Each day, the public continues to grasp a deeper understanding of the blockchain, a technology that has received appraisal from many high-tech company officials. As many industries continue to familiarize with the technology and find viable application within their operational scope, some of these industries have been at the forefront of the blockchain wave. At the top of the list is, of course, the financial institutions. The emergence of blockchain was almost in synchrony with that of the cryptocurrency bitcoin, an electronic currency that has gained popularity across the globe.
While banking systems did not take blockchain under their wings right away, they were among the first to interact with the technology through bitcoin and other emerging cryptocurrencies. Therefore, it was imminent that tech companies and financial institutions would be the first to realize other uses of blockchain as it advanced. And they did. Today, banking systems have one of the broadest use cases for blockchain and may even be working to implement it in many other facets of their functioning. Below are some of the ways in which banking institutions utilize blockchain within their systems and functionalities.
Customer Identity
For banks and other financial institutions, knowing your customer is a fundamental step towards ensuring transparency and security for both the customer and the institution. In fact, banking systems recognize its importance so much that they created a Know Your Customer (KYC) policy. Knowing a customer’s identity can help financial institutions to carefully assess their sources of income and thereafter ensure that they are legitimate. Banks can also manage processes such as loan processing more efficient by ensuring that consumers have the ability to pay. Knowing their customers also allows banks to prevent fraudulent activities such as illegal access to bank accounts, perhaps by evaluating the location of transactions and correlating it with the known destination of the customer.
Thus far, banking systems have been using database systems to store and update consumer information. However, they are looking into implementing blockchain into this functionality in order to ensure a high-level security of information. Thanks to the transparency and robust nature which blockchain offers, banks are working to implement a new kind of customer database that implements it into its workings.
Speeding up Payment and Settlements
When it comes to money transfer, the online community has been on a rise, with the provision of various software and applications, which enable secure money transfer. The problem with the existing systems is that they are typically slow and may usually lead to incurred costs for the customers. Things are even more complex when it comes to changing locations and currencies, and the processes become more vigorous, and therefore, slower.
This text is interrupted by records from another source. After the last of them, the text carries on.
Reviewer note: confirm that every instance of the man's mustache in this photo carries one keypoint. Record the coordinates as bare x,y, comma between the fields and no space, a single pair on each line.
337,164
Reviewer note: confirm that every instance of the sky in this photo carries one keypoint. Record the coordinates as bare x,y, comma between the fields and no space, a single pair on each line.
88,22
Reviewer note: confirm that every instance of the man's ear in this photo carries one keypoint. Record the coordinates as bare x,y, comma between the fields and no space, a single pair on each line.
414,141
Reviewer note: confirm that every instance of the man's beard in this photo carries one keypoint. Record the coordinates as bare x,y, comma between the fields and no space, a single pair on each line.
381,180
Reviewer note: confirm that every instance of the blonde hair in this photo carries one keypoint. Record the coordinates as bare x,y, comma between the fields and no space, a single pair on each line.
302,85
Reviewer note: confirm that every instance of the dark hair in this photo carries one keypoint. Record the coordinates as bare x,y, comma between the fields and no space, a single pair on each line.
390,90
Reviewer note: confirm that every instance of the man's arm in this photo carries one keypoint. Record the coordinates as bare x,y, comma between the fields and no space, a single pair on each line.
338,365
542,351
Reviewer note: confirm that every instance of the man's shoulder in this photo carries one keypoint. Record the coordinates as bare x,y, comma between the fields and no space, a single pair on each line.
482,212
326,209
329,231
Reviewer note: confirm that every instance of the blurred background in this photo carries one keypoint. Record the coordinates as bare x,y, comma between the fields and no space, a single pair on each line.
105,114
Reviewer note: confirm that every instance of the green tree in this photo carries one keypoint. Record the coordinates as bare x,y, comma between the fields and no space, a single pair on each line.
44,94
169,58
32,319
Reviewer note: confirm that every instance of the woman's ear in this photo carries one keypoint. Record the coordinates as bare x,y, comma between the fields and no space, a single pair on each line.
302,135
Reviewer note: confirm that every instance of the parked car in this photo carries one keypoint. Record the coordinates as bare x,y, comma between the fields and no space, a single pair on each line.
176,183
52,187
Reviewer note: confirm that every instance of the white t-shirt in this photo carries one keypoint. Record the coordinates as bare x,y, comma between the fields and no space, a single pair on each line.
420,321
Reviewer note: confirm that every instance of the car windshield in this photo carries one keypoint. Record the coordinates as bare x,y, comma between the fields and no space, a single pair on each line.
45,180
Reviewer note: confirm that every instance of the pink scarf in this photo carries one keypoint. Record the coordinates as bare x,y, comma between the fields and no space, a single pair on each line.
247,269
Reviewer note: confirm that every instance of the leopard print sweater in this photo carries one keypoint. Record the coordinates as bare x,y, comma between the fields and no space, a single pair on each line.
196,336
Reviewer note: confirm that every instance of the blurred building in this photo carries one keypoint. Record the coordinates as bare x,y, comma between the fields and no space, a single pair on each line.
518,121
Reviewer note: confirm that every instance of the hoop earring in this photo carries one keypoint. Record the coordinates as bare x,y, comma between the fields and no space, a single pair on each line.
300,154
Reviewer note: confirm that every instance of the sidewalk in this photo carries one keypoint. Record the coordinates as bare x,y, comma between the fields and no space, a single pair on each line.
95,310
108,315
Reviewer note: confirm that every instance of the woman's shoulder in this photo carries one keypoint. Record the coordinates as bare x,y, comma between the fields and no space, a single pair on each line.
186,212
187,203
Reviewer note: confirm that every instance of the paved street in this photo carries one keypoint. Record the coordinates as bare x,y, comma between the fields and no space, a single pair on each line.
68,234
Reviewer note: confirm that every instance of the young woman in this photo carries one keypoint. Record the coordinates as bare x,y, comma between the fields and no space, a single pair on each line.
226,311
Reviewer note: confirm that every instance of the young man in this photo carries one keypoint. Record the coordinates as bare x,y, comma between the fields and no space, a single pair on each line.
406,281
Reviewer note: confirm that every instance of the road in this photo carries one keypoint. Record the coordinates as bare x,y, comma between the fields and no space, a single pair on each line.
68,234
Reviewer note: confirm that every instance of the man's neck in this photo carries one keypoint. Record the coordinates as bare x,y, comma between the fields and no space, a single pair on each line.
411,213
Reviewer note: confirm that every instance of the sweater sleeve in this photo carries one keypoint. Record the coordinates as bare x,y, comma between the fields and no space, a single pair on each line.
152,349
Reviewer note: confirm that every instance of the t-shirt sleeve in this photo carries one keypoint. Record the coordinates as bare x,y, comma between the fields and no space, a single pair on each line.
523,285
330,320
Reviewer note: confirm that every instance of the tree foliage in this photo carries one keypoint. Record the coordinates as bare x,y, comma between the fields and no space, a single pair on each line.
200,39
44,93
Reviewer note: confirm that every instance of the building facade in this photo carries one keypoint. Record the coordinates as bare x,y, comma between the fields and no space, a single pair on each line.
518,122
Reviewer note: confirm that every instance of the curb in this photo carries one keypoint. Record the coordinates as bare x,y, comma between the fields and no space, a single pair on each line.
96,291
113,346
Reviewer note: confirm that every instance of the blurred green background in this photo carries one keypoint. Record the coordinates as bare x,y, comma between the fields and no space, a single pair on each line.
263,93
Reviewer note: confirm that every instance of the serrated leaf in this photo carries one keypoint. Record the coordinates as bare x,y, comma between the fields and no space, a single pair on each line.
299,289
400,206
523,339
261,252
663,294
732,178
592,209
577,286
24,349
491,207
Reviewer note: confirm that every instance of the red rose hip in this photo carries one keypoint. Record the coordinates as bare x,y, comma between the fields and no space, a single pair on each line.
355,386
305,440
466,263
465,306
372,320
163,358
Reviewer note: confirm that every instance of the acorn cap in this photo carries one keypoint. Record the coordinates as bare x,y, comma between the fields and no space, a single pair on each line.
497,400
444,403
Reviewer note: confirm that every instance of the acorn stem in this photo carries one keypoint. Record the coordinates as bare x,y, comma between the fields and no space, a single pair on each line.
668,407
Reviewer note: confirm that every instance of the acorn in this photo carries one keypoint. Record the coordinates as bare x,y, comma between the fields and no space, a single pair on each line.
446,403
Blockchain technology offers banking institutions with a real-time solution that can be used to transfer money or make payments through the internet. Being a distributed ledger, blockchain allows real-time updates during money transfer processes, thereby speeding up the process significantly and enabling faster money transfer capabilities through various interfaces.
Smart Contracts
Smart contracts work by enforcing a certain set of criteria or preconditions for a certain business transaction. Using blockchain, smart contracts ensure that crucial processes such as money transfer only occur once the defined requirements have been achieved. By this operation, blockchain makes smart contracts reliable, thereby enforcing transparency within financial institutions. Smart contracts also offer a level of automation, though not fully. However, they allow users to concentrate on the main issues while aspects such as calculation and payment execution are automated.
Streamlining Global Market Processes
When it comes to global market trade, nothing is as tedious as the amount of paperwork, which is involved in order to carry out transactions. In fact, most of the time taken to complete global transactions usually involve the examination and validation of various documentation such as contracts, insurance documents, and letters of credit. This process of carrying out lengthy document examination is unreliable and can often lead to friction between business partners who are in different localities.
The introduction of blockchain into global markets enables these processes to be streamlined, allowing oversight in real time by all parties involved in the trade deals taking place. An article from IBM’s Universal Payments and Marketing sector calls blockchain a shared version of the truth when it comes to international trade relations. Because all parties are dealing with one document, the completion of contract deals and factors such as licensing agreements across the globe becomes easier, faster and more convenient than the traditional systems that are in place.
Convenient Share Trading
Share trading has picked up globally as a viable means for long-term investments for both individuals and companies. The systems that enable share trading, however, are currently very difficult to keep up with and are sometimes unreliable and slow. Blockchain provides a platform technology that streamlines the processes for share trading to be more dependable and robust while speeding up transaction rates and maintaining transparency.
It is no doubt that blockchain technology has had a significant impact on the financial structures that have been in place for a long while. With the digitization of aspects such as currencies and property ownership documentation on the rise, blockchain technology is sure to make a solid mark on financial institutions in even more ways in the coming future. The application areas, which are being witnessed today, are also likely to advance and become even more reliable as the technology is improved upon over time.